Hillary’s presidential launch confirms that, in the space of just seven years, identity has become pretty much the only game in the town of politics. For as many commentators are pointing out, even as recently as 2008, when she stood against Barack Obama in the clash to become the Democratic presidential nominee, Hillary wasn’t all about gender. There was something else. ‘Ms Clinton played down the gender role the first time she ran for the top job’, as one American news report puts it: ‘But this time it’s expected to be a core plank of her campaign.’ Back in 2008, Clinton did ‘her best to make gender a non-issue; this time it’s expected to be the opposite’. The Guardian, long-time supporter of the Clintons, especially when Bill bombed Yugoslavia in 1999 (liberals loved war back then), gushes about the fact that Hillary is playing the gender card. Where in 2008 she ‘struggled against the idea’ that she was striking a blow for her gender – that is, she foolishly though her views counted for more than her vagina – this time she will put ‘gender at the forefront of her presidential race’ to become ‘grandmother-in-chief’, says the Guardian approvingly.
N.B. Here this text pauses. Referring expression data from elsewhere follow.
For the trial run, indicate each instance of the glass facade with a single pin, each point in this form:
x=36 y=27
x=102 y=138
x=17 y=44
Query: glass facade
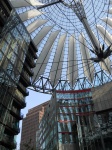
x=15 y=44
x=70 y=122
x=13 y=49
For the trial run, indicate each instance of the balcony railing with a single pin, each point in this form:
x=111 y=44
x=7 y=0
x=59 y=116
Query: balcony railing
x=30 y=60
x=26 y=78
x=13 y=127
x=17 y=114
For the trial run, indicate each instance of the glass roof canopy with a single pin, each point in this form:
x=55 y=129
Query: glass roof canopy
x=73 y=40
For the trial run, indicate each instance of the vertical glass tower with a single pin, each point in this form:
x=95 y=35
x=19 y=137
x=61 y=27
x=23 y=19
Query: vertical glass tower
x=17 y=54
x=69 y=122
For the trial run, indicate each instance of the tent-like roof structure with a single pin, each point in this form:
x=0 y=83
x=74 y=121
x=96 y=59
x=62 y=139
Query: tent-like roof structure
x=73 y=39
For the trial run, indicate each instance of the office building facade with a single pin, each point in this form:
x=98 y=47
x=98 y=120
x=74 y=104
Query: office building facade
x=30 y=125
x=77 y=120
x=17 y=55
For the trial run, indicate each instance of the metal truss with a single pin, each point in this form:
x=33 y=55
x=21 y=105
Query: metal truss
x=44 y=85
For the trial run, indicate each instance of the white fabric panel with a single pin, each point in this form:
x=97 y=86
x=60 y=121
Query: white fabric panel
x=108 y=21
x=24 y=3
x=72 y=63
x=29 y=14
x=91 y=34
x=55 y=72
x=36 y=24
x=105 y=35
x=44 y=56
x=42 y=34
x=106 y=65
x=87 y=64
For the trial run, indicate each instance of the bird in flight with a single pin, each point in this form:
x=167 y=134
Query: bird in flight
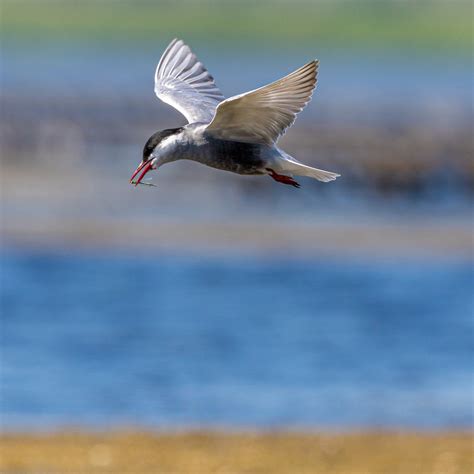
x=238 y=134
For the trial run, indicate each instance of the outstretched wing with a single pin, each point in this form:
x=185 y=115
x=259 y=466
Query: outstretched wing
x=184 y=83
x=263 y=115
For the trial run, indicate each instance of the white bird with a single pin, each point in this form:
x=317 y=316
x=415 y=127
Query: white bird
x=238 y=134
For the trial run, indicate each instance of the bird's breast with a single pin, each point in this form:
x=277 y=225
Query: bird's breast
x=237 y=157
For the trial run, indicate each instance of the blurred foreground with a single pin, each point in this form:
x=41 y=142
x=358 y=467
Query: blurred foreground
x=220 y=453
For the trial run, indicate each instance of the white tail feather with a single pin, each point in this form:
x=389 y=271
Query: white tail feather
x=320 y=175
x=294 y=167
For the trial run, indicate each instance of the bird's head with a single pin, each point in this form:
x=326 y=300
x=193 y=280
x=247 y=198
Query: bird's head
x=151 y=154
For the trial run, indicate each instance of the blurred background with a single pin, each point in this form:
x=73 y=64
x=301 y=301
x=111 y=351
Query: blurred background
x=216 y=300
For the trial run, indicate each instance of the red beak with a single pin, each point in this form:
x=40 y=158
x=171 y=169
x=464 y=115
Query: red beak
x=145 y=166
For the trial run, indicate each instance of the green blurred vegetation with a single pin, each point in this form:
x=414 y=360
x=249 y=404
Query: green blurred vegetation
x=399 y=25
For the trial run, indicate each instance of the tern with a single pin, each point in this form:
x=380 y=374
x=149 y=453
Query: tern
x=238 y=134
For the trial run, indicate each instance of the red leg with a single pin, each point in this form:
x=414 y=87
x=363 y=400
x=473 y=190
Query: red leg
x=281 y=178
We will never know if the supposedly feministic Guardian’s leader-writers stopped to think that it might be a tad patronising to define a woman who has been involved in law and politics for 40 years by the fact that she’s a granny.
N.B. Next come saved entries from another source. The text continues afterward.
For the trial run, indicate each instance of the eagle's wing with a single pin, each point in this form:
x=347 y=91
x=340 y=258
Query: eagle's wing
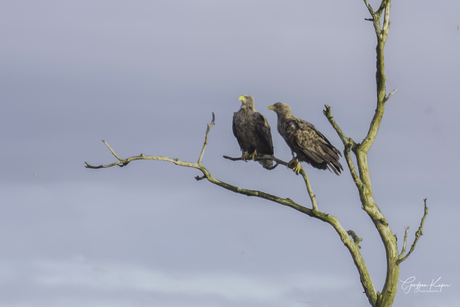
x=264 y=134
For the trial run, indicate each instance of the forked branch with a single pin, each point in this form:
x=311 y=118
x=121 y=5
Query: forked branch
x=418 y=234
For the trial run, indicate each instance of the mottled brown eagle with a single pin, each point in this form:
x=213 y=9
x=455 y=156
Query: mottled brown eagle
x=306 y=141
x=252 y=132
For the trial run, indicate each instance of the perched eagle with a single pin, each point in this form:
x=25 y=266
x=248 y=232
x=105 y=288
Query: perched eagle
x=252 y=132
x=306 y=141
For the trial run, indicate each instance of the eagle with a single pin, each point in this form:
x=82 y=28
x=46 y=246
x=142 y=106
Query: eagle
x=306 y=141
x=252 y=132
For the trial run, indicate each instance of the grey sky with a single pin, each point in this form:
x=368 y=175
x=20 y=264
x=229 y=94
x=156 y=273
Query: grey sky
x=145 y=76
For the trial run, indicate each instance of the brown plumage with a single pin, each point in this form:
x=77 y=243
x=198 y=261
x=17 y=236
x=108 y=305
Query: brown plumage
x=252 y=132
x=306 y=141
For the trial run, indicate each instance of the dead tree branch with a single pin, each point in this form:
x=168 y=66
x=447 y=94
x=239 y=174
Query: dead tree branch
x=418 y=234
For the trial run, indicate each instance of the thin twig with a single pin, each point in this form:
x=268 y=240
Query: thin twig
x=405 y=241
x=389 y=95
x=309 y=189
x=206 y=137
x=418 y=234
x=113 y=153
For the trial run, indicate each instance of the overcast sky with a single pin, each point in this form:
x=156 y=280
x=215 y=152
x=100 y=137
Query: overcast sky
x=145 y=76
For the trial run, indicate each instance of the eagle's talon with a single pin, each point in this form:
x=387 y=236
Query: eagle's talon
x=297 y=168
x=253 y=155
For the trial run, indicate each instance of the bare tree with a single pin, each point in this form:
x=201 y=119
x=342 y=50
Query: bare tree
x=359 y=172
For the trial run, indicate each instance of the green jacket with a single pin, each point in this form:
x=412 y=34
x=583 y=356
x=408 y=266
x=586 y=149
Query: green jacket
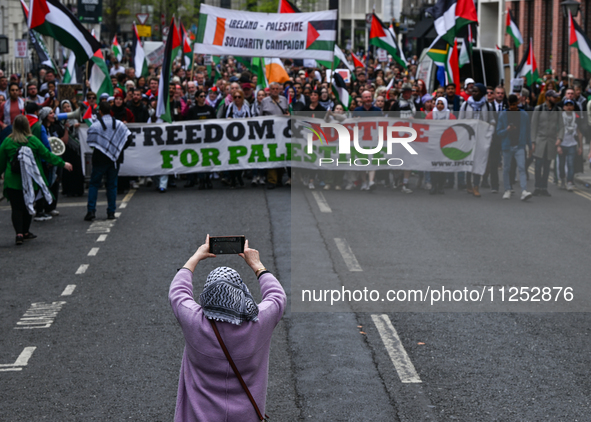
x=8 y=150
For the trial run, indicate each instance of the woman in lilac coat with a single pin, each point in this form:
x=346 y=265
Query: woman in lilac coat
x=209 y=391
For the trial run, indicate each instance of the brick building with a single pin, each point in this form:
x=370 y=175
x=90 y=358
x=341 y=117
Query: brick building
x=544 y=21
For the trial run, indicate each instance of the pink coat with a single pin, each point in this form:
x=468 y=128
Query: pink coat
x=208 y=388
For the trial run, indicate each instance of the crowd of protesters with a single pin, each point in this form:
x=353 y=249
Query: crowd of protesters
x=228 y=90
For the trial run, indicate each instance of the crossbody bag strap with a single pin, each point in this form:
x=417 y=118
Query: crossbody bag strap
x=242 y=383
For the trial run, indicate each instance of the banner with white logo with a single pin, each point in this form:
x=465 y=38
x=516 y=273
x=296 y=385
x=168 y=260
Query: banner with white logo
x=251 y=34
x=268 y=142
x=434 y=145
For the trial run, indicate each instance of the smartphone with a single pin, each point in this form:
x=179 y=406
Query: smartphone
x=226 y=244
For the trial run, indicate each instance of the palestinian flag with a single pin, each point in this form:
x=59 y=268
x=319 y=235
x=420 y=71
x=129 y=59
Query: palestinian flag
x=580 y=41
x=51 y=18
x=138 y=55
x=528 y=67
x=116 y=48
x=452 y=15
x=321 y=35
x=383 y=38
x=70 y=75
x=452 y=67
x=88 y=116
x=287 y=7
x=339 y=88
x=513 y=30
x=187 y=50
x=100 y=81
x=258 y=67
x=171 y=50
x=275 y=71
x=356 y=61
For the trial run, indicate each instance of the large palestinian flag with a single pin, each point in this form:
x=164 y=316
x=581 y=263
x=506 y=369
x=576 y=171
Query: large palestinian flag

But of course, that’s the card Hillary herself is playing. She uses the Twitter hashtag #GrandmothersKnowBest (one wonders if that will be printed on the side of the missiles she fires at errant states that dare to piss off Madam President). And her launch video was all about gender. Primarily featuring women – and of course containing a nod to gay marriage, for it is political suicide for any public official to fail to genuflect cravenly before this most orthodox of modern orthodoxies –her video is an identity-fest. It says nothing of policy – bar supporting families and being nice to working people – and instead tick-boxes all identities, especially gender ones. Young woman? Check. Ethnic woman? Check. Old woman? Check. Mexicans? Check. Gays? Check, check, check. Left-leaning observers are falling over themselves to pat Granny Hillary on the back for what one describes as her ‘shift in tone from 2008 to 2016’, where she will now be ‘running as a woman’. In 2008, she ran as a politician; in 2016, she will run as a woman. How, precisely, is this ‘shift in tone’ from defining a female candidate by her politics to defining her by her gender a positive thing?
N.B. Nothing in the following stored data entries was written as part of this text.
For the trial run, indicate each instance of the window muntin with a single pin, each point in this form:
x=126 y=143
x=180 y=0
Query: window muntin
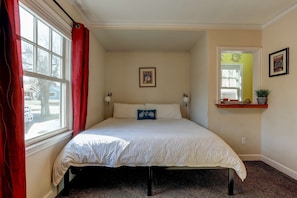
x=44 y=57
x=231 y=82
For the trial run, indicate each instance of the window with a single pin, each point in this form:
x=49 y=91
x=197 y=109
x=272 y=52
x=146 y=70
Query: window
x=239 y=70
x=231 y=85
x=45 y=59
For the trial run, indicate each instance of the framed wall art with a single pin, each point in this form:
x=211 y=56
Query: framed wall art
x=279 y=63
x=147 y=77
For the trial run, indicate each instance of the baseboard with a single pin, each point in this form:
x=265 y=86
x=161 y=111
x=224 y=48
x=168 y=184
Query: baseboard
x=280 y=167
x=250 y=157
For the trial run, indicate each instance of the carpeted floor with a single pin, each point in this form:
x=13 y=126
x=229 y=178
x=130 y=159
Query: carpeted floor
x=262 y=181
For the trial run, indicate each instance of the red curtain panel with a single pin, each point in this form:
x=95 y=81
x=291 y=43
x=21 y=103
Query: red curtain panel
x=80 y=75
x=12 y=143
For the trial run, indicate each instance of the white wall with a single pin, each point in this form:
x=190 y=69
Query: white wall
x=199 y=82
x=279 y=129
x=172 y=76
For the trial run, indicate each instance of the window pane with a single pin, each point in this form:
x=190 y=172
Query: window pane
x=27 y=56
x=43 y=66
x=56 y=67
x=42 y=106
x=27 y=24
x=57 y=43
x=43 y=35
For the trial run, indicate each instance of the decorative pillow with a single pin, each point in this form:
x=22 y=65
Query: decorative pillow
x=146 y=114
x=167 y=111
x=121 y=110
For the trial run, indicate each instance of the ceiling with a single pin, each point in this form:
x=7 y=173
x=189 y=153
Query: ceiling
x=172 y=24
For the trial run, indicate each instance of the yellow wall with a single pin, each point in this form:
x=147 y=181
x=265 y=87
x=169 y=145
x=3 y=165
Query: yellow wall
x=247 y=62
x=233 y=124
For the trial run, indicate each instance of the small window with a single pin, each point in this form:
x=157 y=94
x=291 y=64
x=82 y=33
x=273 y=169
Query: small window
x=45 y=52
x=231 y=82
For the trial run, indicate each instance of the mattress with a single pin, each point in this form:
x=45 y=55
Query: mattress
x=162 y=142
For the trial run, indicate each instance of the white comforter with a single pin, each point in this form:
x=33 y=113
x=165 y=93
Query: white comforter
x=162 y=142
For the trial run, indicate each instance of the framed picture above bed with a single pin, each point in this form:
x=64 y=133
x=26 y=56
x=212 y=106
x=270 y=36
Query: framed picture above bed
x=147 y=77
x=279 y=63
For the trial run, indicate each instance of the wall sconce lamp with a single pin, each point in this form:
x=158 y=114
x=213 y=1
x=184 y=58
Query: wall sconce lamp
x=107 y=98
x=186 y=99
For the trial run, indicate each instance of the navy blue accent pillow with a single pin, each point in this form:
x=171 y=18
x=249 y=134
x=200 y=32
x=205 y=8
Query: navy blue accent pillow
x=146 y=114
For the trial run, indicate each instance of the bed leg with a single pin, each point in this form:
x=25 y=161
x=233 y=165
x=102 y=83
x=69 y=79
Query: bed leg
x=149 y=181
x=230 y=181
x=65 y=191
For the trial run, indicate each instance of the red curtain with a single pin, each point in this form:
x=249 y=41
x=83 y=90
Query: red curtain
x=80 y=75
x=12 y=151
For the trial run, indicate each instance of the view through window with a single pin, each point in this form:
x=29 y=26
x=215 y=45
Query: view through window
x=44 y=52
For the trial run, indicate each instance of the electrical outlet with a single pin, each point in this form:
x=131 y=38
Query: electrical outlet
x=243 y=140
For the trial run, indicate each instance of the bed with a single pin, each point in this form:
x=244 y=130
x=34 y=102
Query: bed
x=154 y=136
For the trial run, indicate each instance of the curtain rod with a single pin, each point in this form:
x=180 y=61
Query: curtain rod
x=75 y=23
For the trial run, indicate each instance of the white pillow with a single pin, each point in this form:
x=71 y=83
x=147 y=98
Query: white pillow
x=121 y=110
x=167 y=111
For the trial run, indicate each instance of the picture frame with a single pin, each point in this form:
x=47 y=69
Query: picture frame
x=147 y=77
x=279 y=63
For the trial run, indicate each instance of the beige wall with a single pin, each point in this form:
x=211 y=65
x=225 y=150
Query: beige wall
x=279 y=129
x=199 y=82
x=172 y=73
x=232 y=124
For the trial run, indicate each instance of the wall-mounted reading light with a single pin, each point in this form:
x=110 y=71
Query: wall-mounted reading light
x=107 y=98
x=186 y=99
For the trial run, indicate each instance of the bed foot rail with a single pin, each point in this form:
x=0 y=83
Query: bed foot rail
x=149 y=181
x=65 y=191
x=230 y=181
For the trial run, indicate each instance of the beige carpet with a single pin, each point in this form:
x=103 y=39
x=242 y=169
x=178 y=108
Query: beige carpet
x=262 y=181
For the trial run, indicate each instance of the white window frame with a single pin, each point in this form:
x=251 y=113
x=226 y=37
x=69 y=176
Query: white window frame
x=239 y=89
x=50 y=17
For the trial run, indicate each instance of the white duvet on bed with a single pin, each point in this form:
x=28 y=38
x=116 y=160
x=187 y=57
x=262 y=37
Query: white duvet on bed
x=161 y=142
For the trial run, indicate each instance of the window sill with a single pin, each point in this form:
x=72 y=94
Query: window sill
x=39 y=146
x=250 y=106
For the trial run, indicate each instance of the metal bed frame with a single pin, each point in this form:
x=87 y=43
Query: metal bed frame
x=65 y=191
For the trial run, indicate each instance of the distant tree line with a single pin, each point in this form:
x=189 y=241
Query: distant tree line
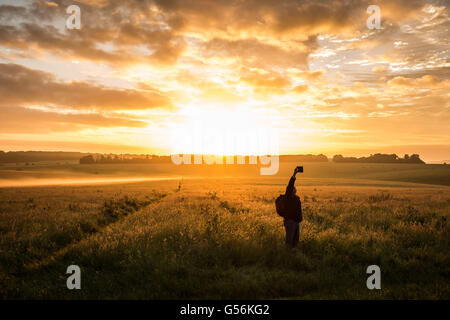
x=117 y=159
x=304 y=158
x=380 y=158
x=89 y=158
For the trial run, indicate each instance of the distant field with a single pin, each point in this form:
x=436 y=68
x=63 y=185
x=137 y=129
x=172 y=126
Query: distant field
x=221 y=238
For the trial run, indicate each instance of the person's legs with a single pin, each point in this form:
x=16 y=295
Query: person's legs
x=290 y=232
x=296 y=234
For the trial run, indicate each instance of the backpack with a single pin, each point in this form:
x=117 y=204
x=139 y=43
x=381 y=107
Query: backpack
x=280 y=205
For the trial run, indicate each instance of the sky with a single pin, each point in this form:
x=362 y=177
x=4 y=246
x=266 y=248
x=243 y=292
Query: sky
x=142 y=76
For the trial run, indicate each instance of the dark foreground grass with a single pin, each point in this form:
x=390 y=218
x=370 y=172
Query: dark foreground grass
x=224 y=241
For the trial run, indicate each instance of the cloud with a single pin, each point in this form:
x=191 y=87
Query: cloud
x=23 y=86
x=426 y=81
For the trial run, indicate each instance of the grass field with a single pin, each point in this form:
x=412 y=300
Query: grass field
x=221 y=238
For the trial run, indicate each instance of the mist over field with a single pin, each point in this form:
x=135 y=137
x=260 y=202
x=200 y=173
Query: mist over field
x=188 y=232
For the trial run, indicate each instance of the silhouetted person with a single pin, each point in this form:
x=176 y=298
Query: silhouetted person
x=293 y=213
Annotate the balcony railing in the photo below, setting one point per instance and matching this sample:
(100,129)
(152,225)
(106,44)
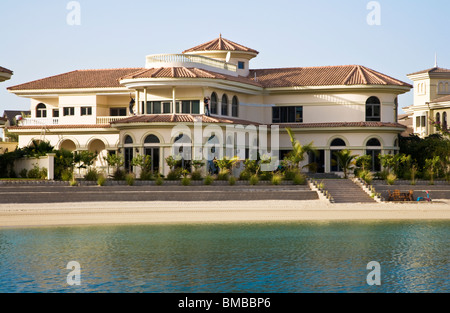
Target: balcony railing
(179,59)
(73,121)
Continue reading: The rise of Hillary and the death of politics | Brendan O’Neill | spiked.
And that’s sad, on many levels. But mostly because it tells us that a (perhaps large) group of Americans no longer believe in the worth of individual, only groups, women, Hispanics, the poor, whatever. That is not what America was ever about, America has always been about social mobility, if you don’t like where you are, get to work and fix it.
The American dream was never about things, a chicken in every pot, a house in the suburbs, all those other slogans we have heard. It’s about making it on your own, that why our ancestor’s left Europe, and it limiting class structure. In a phrase, “to breathe free”.
In his last paragraph, Brendan says this:
Where the politics of conviction treated us as political subjects, shaping the world through argument and analysis and action, the politics of identity makes us biological objects, shaped by our natural characteristics or our skin colour or by our private choices to have kids, to have grandkids, to be gay, to be married, or whatever.
i can’t improve on that, and that is what is at stake in this election.